从不拘一格的材料应用上能察觉陆垒是一个随性之人,这一感觉亦从后来跟他的谈话中变得更加明确。在香格纳的《半自动方式》群展之前,他一直以“陆磊”这个名字被大家所熟知。后来发现有位画水粉的艺术家和自己同名,“为了不让别人以为我在偷偷画水粉,就改了,反正我习惯拼音签名,不影响。”他开玩笑道。他的艺术观念也和他的性格一样,随性。既无固定的方法也无确定的类型,无拘无束亦随时应变。很多时候,他不太会去考虑创作和展览理念之间的关系,很少在制作之前出方案。比如去年在香格纳展出的作品《恰似彼岸》,直到画廊联系他之后,他都不知道要做一个怎样的作品,基本都是在做的过程中慢慢完善。

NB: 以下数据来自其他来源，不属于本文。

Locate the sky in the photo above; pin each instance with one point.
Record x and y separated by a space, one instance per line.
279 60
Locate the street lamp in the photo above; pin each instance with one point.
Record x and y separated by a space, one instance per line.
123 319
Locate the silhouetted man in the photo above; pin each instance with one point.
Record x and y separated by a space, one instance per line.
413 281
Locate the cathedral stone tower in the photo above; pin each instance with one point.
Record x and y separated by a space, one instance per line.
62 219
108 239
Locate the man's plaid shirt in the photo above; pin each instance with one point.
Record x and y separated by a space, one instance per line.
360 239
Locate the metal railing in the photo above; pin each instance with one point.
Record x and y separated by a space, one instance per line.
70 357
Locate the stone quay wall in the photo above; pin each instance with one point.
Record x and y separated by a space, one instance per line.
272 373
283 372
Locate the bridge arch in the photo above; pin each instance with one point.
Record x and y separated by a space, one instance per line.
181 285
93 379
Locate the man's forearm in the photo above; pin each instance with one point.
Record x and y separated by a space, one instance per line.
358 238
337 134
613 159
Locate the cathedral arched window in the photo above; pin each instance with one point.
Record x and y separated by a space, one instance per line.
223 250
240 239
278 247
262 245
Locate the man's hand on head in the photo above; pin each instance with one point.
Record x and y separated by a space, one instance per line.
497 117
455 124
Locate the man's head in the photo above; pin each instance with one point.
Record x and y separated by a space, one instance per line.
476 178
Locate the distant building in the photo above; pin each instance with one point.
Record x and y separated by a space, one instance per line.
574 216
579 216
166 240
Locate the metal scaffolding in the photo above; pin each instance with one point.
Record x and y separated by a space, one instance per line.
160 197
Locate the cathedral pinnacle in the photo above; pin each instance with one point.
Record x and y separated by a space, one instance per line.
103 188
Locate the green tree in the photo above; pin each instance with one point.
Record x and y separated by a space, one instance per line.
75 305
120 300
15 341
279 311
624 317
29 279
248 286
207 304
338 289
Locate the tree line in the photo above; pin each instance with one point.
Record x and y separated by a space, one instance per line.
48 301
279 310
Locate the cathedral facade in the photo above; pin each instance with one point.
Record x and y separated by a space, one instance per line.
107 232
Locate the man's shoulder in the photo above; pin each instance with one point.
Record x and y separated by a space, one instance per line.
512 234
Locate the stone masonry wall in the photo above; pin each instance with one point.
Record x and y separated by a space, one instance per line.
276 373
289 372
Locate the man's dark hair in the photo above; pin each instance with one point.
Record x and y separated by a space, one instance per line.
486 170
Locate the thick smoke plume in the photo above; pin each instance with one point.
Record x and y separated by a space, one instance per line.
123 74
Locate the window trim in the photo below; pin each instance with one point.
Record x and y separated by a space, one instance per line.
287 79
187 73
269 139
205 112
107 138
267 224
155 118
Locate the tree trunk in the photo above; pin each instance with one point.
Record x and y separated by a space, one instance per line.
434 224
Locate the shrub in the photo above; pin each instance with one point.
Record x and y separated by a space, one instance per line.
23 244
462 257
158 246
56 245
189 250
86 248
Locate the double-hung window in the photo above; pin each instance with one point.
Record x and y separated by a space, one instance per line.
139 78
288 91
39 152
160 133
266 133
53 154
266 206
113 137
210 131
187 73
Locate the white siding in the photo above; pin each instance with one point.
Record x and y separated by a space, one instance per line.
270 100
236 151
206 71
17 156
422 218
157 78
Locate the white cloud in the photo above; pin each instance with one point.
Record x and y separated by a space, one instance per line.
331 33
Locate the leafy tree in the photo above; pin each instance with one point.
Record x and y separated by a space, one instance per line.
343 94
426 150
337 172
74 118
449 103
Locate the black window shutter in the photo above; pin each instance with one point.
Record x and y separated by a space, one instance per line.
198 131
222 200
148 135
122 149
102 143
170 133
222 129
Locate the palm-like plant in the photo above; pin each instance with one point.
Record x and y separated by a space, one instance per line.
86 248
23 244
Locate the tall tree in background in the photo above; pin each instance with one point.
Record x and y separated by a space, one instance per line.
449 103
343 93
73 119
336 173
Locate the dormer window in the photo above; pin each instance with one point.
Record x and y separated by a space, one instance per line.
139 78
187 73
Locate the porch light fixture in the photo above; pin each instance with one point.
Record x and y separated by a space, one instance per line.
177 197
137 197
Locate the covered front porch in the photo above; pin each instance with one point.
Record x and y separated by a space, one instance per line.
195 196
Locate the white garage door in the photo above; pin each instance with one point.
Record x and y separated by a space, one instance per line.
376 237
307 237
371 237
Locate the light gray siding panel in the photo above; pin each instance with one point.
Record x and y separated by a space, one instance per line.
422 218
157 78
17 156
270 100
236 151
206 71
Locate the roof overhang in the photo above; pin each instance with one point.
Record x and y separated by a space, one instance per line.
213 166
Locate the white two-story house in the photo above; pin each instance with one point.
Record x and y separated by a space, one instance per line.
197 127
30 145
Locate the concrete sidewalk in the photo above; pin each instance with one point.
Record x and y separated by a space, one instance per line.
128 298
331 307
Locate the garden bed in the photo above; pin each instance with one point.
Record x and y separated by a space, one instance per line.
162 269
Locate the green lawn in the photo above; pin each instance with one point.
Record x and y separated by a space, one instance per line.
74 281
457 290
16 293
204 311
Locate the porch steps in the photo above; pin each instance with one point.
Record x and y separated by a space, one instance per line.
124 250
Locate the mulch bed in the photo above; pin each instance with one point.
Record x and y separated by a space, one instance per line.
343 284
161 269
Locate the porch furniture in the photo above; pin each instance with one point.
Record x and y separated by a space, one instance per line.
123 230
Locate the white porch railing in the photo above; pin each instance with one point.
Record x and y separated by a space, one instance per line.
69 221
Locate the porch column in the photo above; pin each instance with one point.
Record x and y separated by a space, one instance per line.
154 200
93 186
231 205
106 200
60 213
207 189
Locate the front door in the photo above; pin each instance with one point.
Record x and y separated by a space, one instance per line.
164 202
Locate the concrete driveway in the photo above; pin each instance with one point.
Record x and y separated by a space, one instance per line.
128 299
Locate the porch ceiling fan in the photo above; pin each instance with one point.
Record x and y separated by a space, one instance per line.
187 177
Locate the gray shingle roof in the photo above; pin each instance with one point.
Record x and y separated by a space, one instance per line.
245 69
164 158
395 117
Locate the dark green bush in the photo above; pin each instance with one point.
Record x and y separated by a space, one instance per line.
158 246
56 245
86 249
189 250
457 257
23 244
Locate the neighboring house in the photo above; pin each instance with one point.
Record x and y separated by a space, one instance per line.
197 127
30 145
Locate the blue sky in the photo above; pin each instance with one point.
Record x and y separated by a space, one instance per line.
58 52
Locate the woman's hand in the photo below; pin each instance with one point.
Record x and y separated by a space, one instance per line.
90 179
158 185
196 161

这个创作过程恰恰符合了展览主题“半自动”所要表达的一种状态:“没有完全自主的创作,当半自动方式取而代之作为一种创作或者思考方式来触及方案与实现、幕后与台前、作品与展览;这种半随机半刻意、半清醒半痴狂、半推半就,承认对自己的半加工状态也就能随时刷新自己,推翻那条不存在的生产线。”

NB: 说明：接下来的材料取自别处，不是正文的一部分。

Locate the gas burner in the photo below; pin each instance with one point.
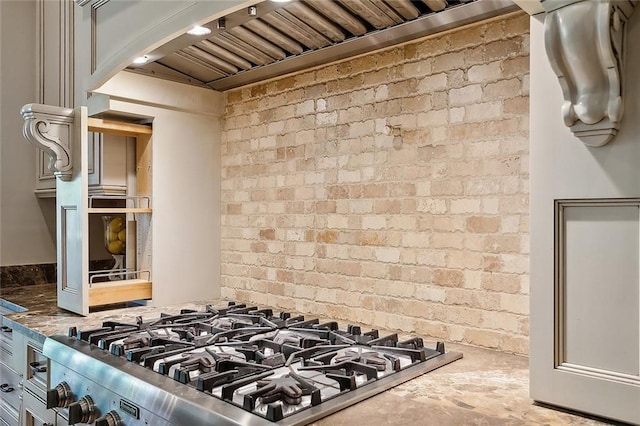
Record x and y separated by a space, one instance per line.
374 359
239 359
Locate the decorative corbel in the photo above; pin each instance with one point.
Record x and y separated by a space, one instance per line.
585 43
50 128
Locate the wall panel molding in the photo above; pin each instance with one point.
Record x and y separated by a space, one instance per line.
597 303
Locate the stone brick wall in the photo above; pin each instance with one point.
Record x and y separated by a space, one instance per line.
389 189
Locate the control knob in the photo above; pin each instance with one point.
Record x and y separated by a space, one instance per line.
83 411
60 396
112 418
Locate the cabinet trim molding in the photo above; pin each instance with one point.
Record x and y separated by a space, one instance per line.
49 128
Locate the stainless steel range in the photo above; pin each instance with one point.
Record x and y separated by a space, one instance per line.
232 365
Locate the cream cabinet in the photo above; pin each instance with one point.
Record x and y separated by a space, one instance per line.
110 164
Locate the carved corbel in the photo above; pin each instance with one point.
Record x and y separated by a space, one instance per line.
585 43
50 128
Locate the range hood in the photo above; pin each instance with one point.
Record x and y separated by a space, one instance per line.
273 38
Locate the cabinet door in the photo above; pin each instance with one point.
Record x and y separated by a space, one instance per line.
72 224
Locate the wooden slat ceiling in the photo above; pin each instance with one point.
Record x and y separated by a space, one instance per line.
277 38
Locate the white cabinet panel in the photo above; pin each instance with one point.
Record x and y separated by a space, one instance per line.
600 314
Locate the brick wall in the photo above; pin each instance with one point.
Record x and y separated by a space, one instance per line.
389 189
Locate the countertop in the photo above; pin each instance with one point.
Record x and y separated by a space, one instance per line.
484 388
44 318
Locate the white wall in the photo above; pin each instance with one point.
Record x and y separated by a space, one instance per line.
27 224
598 294
185 181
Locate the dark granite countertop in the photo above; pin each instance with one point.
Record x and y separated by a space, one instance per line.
43 317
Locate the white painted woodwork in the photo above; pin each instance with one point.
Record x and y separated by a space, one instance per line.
54 72
585 237
27 224
185 240
73 224
113 33
586 43
49 128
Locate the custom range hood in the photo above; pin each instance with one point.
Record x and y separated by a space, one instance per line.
275 38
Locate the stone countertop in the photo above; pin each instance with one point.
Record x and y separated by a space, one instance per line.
43 317
483 388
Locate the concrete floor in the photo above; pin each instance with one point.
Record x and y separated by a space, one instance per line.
483 388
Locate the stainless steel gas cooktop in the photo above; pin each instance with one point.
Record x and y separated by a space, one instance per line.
236 365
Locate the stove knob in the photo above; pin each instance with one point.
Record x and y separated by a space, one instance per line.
83 411
60 396
112 418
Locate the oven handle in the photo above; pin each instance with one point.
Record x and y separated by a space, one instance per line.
6 387
38 367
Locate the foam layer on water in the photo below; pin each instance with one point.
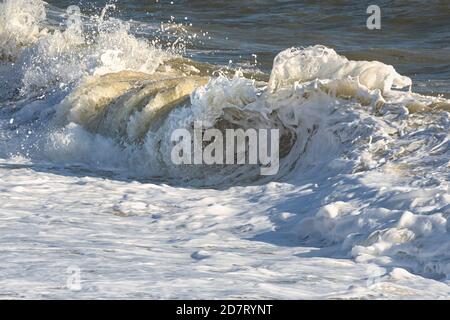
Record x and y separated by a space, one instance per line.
108 100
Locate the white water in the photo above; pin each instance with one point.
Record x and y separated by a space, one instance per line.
359 208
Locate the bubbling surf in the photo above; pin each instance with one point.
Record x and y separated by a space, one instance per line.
108 99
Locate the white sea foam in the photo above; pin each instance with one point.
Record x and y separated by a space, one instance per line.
364 169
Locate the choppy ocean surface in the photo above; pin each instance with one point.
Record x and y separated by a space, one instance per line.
360 207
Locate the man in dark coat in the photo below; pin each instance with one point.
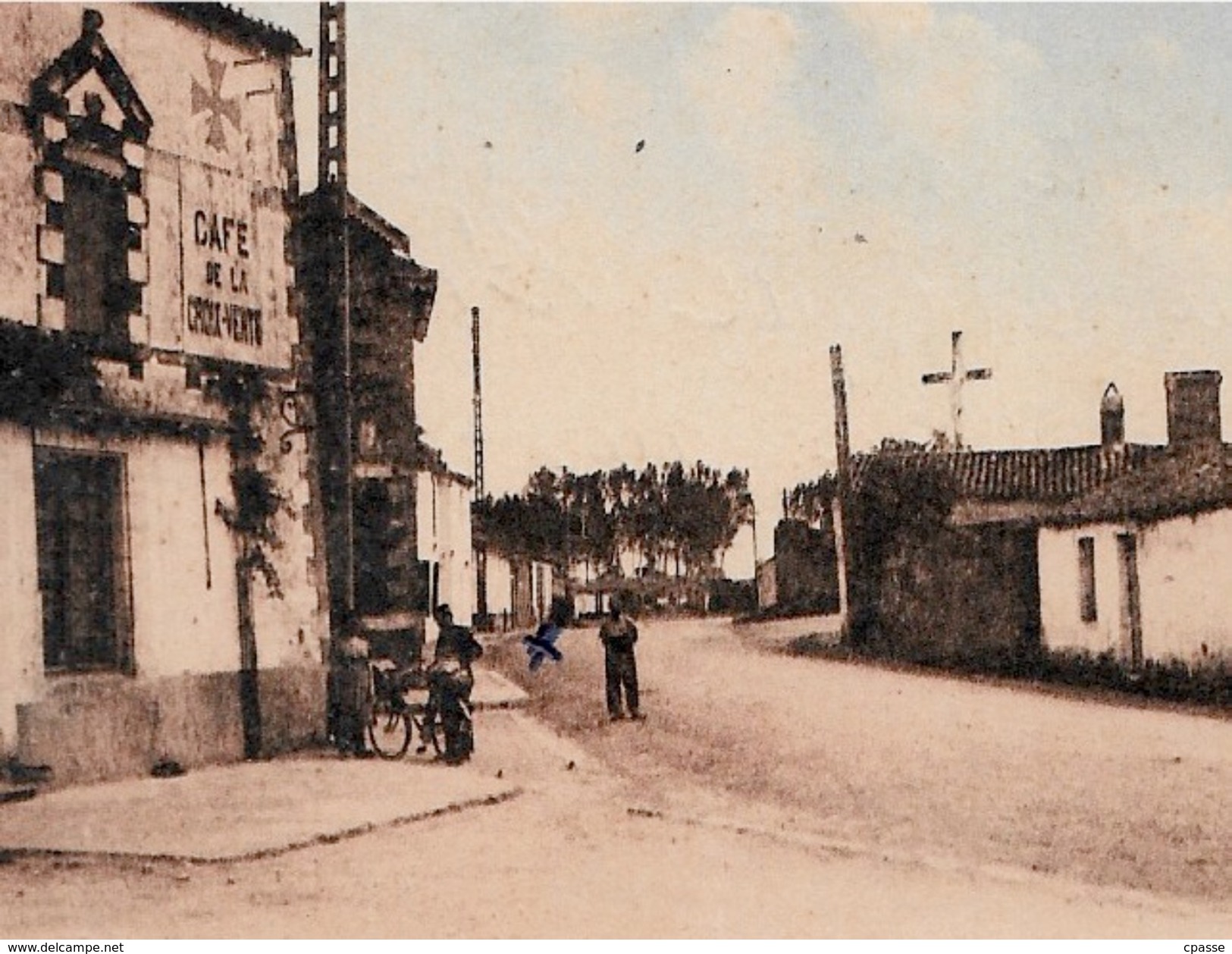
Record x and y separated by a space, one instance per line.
450 680
619 635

“恰似彼岸,是一个略带荒诞的情景,我试图把它做成一个在甲板上的喷泉,用了吉祥四瑞图里的形象改编,祥和欢乐与肮脏的黑油参合在一起,其实就如标题的意思,我觉得艺术就是恰似彼岸的状态。”艺术家就想用这件作品来实现这个冲突的假设,以证明外在图像的欢愉与感官知觉的冲突,是否能在一件作品里产生某种力量。

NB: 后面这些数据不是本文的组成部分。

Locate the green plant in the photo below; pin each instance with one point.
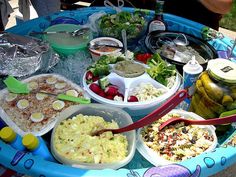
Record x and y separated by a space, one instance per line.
229 19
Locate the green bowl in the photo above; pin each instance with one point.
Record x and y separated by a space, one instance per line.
65 44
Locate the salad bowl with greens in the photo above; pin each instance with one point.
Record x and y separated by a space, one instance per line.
112 24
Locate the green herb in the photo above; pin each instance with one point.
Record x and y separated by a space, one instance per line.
159 69
113 24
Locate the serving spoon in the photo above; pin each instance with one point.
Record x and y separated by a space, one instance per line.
153 116
214 121
16 86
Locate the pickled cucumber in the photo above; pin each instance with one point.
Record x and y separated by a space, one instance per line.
200 108
207 101
227 100
212 90
231 106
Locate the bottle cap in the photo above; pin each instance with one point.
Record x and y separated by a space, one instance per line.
7 134
30 141
222 70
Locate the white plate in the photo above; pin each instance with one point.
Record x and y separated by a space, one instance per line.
37 129
125 85
157 160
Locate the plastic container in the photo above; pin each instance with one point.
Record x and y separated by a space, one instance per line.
150 155
109 114
9 136
37 146
215 93
66 44
191 71
126 85
96 53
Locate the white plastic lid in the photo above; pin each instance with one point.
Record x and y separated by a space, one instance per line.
193 67
223 70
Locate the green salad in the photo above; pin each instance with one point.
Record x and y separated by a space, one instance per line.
112 24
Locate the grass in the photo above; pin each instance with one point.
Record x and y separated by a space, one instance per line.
229 20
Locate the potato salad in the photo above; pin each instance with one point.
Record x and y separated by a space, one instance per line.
73 140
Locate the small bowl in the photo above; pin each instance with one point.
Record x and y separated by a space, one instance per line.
67 44
112 24
166 44
157 160
97 53
108 113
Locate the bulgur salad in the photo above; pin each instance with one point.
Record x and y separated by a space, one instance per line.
176 142
73 140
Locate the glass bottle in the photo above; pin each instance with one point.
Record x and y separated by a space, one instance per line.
158 24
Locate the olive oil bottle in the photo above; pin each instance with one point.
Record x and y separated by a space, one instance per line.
158 24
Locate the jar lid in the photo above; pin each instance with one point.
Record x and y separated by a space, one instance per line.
223 70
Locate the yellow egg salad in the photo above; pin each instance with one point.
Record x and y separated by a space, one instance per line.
73 140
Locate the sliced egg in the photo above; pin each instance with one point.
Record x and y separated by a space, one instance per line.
72 93
10 97
32 85
51 80
22 104
60 85
37 117
58 105
41 96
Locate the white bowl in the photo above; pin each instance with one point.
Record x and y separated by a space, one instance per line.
96 54
125 84
157 160
109 114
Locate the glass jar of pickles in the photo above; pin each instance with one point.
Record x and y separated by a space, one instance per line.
215 91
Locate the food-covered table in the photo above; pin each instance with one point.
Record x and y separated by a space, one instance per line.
73 68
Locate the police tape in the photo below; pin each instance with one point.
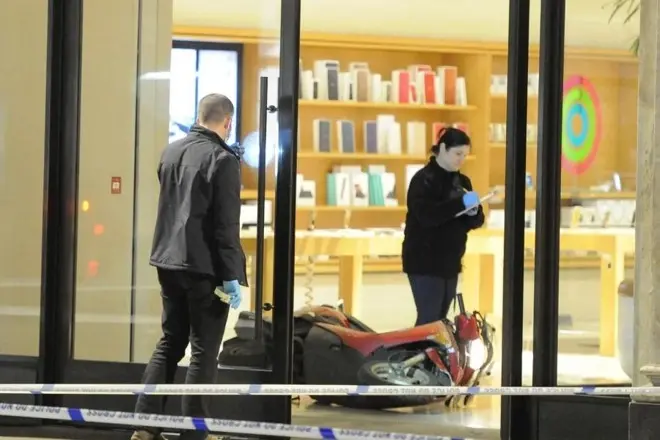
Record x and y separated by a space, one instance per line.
321 390
166 422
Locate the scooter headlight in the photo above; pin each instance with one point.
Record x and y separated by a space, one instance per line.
476 354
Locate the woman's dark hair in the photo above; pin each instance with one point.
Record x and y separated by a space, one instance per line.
451 137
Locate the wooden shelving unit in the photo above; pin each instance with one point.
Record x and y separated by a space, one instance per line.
614 73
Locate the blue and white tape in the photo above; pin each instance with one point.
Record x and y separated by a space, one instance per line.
118 418
321 390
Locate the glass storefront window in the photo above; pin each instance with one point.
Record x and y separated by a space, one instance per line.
22 125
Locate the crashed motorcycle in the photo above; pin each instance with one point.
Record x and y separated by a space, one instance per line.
334 348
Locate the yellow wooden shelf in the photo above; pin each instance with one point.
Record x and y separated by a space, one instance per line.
586 195
500 96
383 105
251 194
502 145
315 155
327 208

在他的作品中,亦常常能看到一些其他有意思的学科的痕迹,类似几何学和建筑学。去年在站台中国展出的《消失于灭点》项目中的作品:采用两点透视做了一些政府大楼的“建筑”。谈到选择政府大楼作为呈现面貌的原因,他这样谈到:“那个阶段,我喜欢用制图的方式来做雕塑,每个形象和物体都有表情,政府大楼有一种对称雷同的面孔,挺麻木空洞的,非常适合用制图的方式来处理。”
陆垒从没想过自己适合什么方式,也不想刻意去固定它,他希望在自己能力之内,尽可能多的去实践一些好玩的事。除去类似《浮冰记》这样有着完整计划的梳理性个展是在呈现方式上受到他的刻意限制之外,其他的创作都是“碰到了,感兴趣就尝试一下,无关好坏,有谁会去怪罪一个艺术家呢?”